Oorzaak | Longontsteking bij de baby

Veroorzaken

Bij baby's en kleine kinderen, longontsteking verworven in een poliklinische setting is vaak een gemengde infectie van bacteriën en virussen. Een bacteriële infectie wordt vaak voorafgegaan door een virale infectie van het bovendeel luchtwegen. Ongeveer een kwart van alle longontsteking is van virale oorsprong en hoe jonger de patiënt, hoe waarschijnlijker het is virussen hebben de longontsteking veroorzaakt.

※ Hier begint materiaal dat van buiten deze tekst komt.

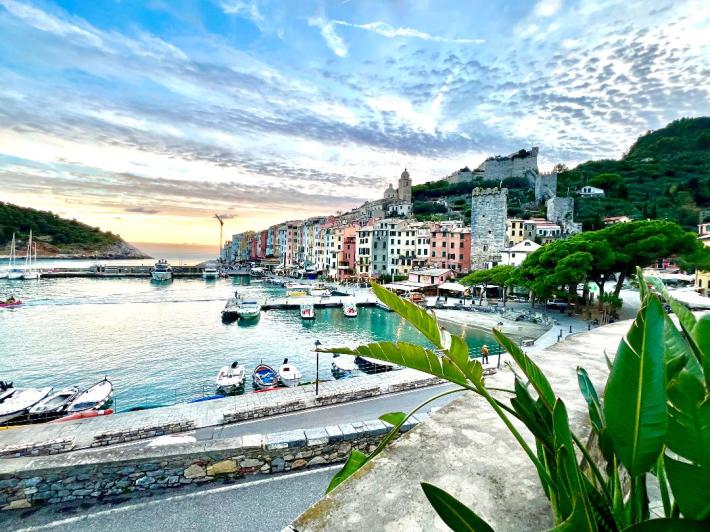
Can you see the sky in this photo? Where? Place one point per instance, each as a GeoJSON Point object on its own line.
{"type": "Point", "coordinates": [148, 117]}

Bij 80% van de ziekten bij kinderen tussen 2 maanden en 2 jaar is een virale oorzaak een onderliggende oorzaak. Respiratoir syncytieel virus (RSV), invloed en adenovirus komen bijzonder vaak voor. Andere virussen dat kan veroorzaken longontsteking omvatten de volgende: rhinovirus, enterovirussen, varicella-zoster-virus (waterpokken), Epstein-Barr virus, Diverse herpes virussen, de cytomegalovirus (CMV) en mazelen virussen.

De belangrijkste bacteriële ziekteverwekkers, die echter pas in gevorderden een grote rol spelen jeugd, zijn Streptococcus pneumoniae, Mycoplasma pneumoniae en Chlamydia pneumoniae. De eerste vormt een bedreiging voor volksgezondheid alle jeugd leeftijdsgroepen omdat het zeer wijdverbreid is. Van alle leeftijdsgroepen van baby's en zuigelingen moet neonatale longontsteking worden onderscheiden en als de meest gevoelige worden beschouwd.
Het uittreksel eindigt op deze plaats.